UK company Speech Graphics is gunning for the top-spot in lip-sync technology: mark their words. RedShark contributor David Valjalo reports
How does the adage go? Poorly synced virtual lips sink narrative ships. Well, something like that. The fact is, to create unforgettable characters in the modern landscape of computer generated animation they need to be believable. One of the key tools in the war on audience disbelief, keeping them invested in your world, is to make sure they believe the words being spoken belong to the speaker, whether it's a Lorax or a layman.
Enter Speech Graphics, which recently appointed one Colin MacDonald as chairman. A game industry veteran and currently the commissioning editor for games at UK broadcasting powerhouse Channel 4, MacDonald is clear about the bold, raw ambition of the studio: "We’re aiming to be the standard facial animation solution for the AAA games [and] essentially anywhere realistic speech-synchronised facial animation is required", he tells me. A bold ambition for a studio set up just three years ago, but with decades of experience in the field across the team - not least MacDonald's time overseeing videogame developer Realtime Worlds - it's certainly not impossible and the technology is striking (see the video demonstration below along with MacDonald's in-depth explanation of how it all works).

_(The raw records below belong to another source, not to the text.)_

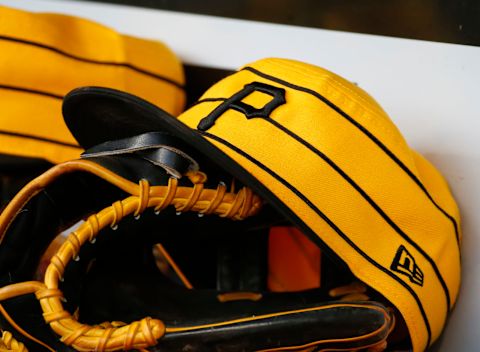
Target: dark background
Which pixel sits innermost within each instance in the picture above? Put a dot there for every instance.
(449, 21)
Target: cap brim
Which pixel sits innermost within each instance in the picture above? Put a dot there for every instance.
(95, 115)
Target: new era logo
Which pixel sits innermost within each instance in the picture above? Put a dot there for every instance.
(404, 263)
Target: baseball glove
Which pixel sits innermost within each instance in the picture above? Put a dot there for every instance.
(175, 244)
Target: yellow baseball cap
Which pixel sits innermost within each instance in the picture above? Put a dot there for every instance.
(44, 56)
(324, 154)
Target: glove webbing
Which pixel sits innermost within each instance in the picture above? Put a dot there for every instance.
(146, 332)
(9, 344)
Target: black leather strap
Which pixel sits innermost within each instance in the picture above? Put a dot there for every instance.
(158, 148)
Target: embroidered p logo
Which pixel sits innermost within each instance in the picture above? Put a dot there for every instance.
(404, 263)
(235, 102)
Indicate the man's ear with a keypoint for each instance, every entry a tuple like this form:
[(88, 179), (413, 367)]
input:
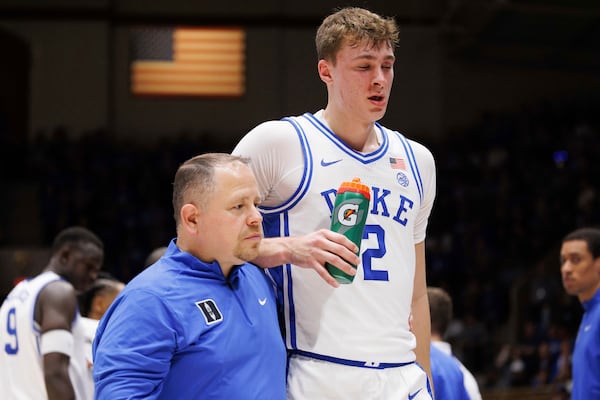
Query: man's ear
[(189, 215), (324, 68)]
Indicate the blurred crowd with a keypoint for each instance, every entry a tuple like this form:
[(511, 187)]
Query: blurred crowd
[(509, 188)]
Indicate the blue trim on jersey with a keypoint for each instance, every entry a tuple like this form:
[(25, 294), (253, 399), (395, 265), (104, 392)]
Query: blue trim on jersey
[(351, 363), (413, 164), (291, 307), (363, 158), (306, 176)]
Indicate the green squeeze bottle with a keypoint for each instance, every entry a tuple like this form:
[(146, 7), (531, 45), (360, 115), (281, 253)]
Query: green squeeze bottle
[(348, 218)]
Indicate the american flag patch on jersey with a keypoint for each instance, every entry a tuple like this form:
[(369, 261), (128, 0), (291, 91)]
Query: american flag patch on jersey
[(397, 163)]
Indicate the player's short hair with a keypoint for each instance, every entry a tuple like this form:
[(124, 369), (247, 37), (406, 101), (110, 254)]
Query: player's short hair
[(354, 25), (75, 235), (588, 234), (107, 284), (195, 177)]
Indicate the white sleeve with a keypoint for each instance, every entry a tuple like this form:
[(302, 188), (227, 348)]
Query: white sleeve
[(276, 159)]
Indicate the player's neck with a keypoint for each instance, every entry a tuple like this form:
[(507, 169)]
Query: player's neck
[(360, 136)]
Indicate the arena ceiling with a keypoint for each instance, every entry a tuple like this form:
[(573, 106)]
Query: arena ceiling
[(549, 33)]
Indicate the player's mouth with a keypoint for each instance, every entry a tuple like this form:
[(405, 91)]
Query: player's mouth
[(377, 100)]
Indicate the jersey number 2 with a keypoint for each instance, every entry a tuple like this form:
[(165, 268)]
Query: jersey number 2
[(12, 347), (376, 252)]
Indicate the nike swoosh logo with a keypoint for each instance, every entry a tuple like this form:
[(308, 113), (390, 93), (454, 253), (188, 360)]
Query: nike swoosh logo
[(412, 396), (326, 163)]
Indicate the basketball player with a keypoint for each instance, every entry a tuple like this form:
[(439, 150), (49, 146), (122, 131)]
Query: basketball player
[(451, 379), (353, 341), (42, 353), (580, 271), (200, 323), (93, 303)]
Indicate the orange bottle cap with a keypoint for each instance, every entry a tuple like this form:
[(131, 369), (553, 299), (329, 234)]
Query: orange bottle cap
[(355, 186)]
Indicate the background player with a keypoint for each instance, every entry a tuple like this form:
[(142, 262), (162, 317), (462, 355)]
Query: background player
[(42, 353)]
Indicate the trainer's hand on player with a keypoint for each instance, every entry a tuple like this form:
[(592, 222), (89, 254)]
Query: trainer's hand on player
[(312, 250), (324, 246)]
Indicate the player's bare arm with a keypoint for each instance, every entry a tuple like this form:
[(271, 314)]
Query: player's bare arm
[(311, 251), (57, 306)]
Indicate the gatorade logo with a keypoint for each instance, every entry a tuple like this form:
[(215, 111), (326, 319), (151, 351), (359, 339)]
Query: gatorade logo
[(348, 214)]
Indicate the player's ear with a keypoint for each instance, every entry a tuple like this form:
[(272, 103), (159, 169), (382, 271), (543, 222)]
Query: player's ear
[(189, 217), (324, 68)]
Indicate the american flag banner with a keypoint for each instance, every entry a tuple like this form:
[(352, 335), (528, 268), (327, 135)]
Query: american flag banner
[(188, 61), (397, 163)]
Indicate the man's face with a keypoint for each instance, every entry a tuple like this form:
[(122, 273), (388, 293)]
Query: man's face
[(579, 270), (231, 222), (361, 80)]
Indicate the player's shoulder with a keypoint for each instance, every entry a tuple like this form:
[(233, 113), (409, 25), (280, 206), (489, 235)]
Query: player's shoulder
[(420, 151), (273, 127), (269, 134)]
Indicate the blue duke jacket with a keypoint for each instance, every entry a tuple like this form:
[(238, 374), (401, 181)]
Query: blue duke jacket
[(181, 330)]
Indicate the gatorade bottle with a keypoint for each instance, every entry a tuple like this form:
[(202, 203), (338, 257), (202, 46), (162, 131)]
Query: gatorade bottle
[(348, 218)]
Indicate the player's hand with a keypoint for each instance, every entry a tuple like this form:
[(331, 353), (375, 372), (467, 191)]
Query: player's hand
[(324, 246)]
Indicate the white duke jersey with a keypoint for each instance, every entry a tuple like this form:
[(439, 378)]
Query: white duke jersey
[(21, 361), (299, 164)]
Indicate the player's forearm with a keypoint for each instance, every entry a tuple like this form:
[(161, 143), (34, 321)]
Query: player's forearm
[(422, 330), (273, 252)]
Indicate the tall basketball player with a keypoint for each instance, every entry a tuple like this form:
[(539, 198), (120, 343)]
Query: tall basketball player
[(353, 341)]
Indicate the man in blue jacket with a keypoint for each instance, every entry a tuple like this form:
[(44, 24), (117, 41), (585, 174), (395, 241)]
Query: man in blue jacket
[(201, 322), (580, 271)]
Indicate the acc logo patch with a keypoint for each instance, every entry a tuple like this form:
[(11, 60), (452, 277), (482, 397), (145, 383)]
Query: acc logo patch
[(210, 311), (402, 179)]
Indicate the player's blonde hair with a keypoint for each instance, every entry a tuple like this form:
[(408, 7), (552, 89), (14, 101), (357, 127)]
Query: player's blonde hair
[(354, 26)]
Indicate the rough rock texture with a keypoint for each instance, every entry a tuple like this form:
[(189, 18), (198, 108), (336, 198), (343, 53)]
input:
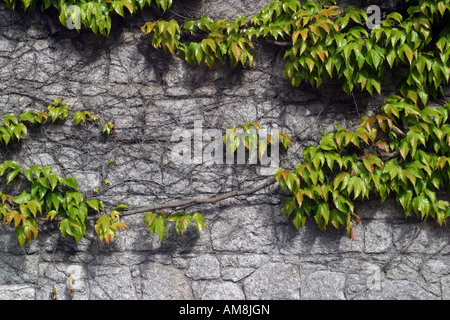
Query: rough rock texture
[(248, 250)]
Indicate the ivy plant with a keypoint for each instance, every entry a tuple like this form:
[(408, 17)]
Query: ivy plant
[(403, 152)]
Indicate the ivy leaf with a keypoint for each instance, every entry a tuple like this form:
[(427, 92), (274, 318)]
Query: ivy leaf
[(71, 182)]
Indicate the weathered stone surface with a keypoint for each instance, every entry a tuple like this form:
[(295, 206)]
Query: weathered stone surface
[(248, 250), (273, 281), (323, 285), (161, 282), (17, 292), (205, 267), (218, 291)]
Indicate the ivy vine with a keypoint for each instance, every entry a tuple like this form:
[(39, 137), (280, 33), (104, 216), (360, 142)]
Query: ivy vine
[(402, 152)]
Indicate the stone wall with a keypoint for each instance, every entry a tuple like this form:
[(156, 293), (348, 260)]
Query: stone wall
[(248, 250)]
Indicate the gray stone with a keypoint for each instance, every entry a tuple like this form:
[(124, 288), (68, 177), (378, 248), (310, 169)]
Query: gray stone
[(161, 282), (221, 291), (204, 267), (274, 281), (17, 292), (401, 290), (107, 282), (378, 237), (323, 285), (248, 250)]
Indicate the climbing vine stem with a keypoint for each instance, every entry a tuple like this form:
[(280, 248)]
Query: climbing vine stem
[(403, 152)]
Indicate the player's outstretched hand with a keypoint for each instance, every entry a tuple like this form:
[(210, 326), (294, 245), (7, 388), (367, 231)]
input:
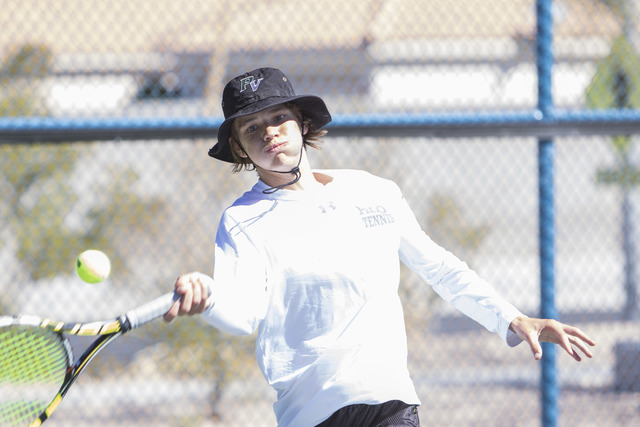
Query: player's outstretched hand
[(194, 288), (534, 331)]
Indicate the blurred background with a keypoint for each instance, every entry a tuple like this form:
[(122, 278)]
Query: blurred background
[(108, 110)]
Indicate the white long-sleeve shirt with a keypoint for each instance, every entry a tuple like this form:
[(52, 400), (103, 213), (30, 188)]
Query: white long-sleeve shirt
[(317, 273)]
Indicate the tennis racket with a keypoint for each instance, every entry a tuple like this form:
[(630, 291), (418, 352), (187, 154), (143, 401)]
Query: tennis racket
[(36, 361)]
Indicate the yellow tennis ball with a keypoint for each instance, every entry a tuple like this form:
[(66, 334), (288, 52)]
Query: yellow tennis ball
[(93, 266)]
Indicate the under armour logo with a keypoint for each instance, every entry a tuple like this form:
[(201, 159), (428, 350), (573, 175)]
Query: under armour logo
[(250, 81), (324, 209)]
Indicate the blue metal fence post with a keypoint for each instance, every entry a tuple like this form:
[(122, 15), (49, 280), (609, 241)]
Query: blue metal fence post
[(544, 63)]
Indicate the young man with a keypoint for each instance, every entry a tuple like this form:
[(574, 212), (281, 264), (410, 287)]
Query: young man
[(311, 260)]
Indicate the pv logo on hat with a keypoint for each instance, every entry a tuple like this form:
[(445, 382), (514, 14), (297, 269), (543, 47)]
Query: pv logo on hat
[(250, 81)]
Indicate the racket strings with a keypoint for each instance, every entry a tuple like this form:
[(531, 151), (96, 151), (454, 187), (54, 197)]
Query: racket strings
[(34, 362)]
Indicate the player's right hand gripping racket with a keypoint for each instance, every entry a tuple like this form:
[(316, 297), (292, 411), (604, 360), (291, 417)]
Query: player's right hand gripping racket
[(37, 366)]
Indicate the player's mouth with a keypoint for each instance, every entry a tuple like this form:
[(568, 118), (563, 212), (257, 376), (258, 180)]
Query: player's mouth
[(274, 148)]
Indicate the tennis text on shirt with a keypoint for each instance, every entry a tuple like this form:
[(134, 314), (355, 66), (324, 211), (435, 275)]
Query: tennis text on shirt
[(375, 216)]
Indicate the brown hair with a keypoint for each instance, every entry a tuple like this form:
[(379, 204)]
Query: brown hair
[(311, 139)]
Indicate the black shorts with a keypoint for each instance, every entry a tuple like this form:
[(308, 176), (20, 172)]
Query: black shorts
[(389, 414)]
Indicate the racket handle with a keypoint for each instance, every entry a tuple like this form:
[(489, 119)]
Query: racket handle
[(151, 310)]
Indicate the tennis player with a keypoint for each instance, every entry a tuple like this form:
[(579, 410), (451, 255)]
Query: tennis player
[(310, 259)]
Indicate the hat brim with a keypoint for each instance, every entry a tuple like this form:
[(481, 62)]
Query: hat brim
[(312, 107)]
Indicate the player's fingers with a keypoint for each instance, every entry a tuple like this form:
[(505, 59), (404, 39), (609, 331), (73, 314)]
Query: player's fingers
[(536, 348), (187, 298), (582, 345), (196, 301), (172, 313)]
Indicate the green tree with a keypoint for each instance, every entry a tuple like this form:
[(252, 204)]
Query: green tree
[(36, 184), (616, 84)]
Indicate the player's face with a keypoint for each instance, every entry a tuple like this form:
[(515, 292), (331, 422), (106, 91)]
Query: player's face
[(271, 138)]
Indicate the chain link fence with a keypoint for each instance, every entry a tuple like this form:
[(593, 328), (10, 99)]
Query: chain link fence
[(152, 203)]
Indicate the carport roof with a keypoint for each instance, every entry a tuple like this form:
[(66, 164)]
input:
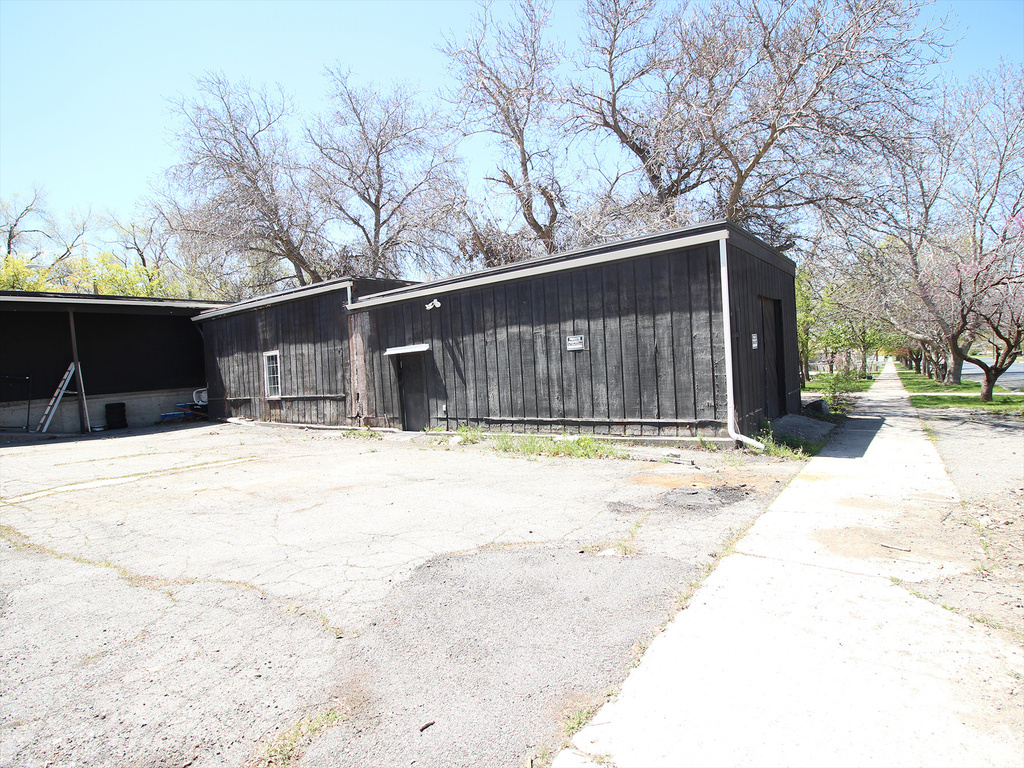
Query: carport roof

The Science Bit - Colin MacDonald on the tech behind the teeth
Speech Graphics’ core technology involves advances in two main areas: specialised acoustic algorithms for extracting key information from the speech signal, and a revolutionary muscle-dynamic model that predicts how human facial and tongue muscles move to produce speech sounds. The output is high-fidelity lip sync over hours of speech. Moreover, as the muscle-dynamic model is based on universal physical principles, it works across all languages, which is a huge advantage when it comes to localisation. The Speech Graphics solution conveys not just speech but also emotional content, which is captured from the audio through a proprietary analysis. The system matches the dynamics of facial movements to the dynamics of the speaker’s voice, so that the emotional content of the speech is reflected in the face. Going even further, the animation can also be driven by text, using a third-party Text- to-Speech system to drive the same procedural model to output-synchronised facial animation.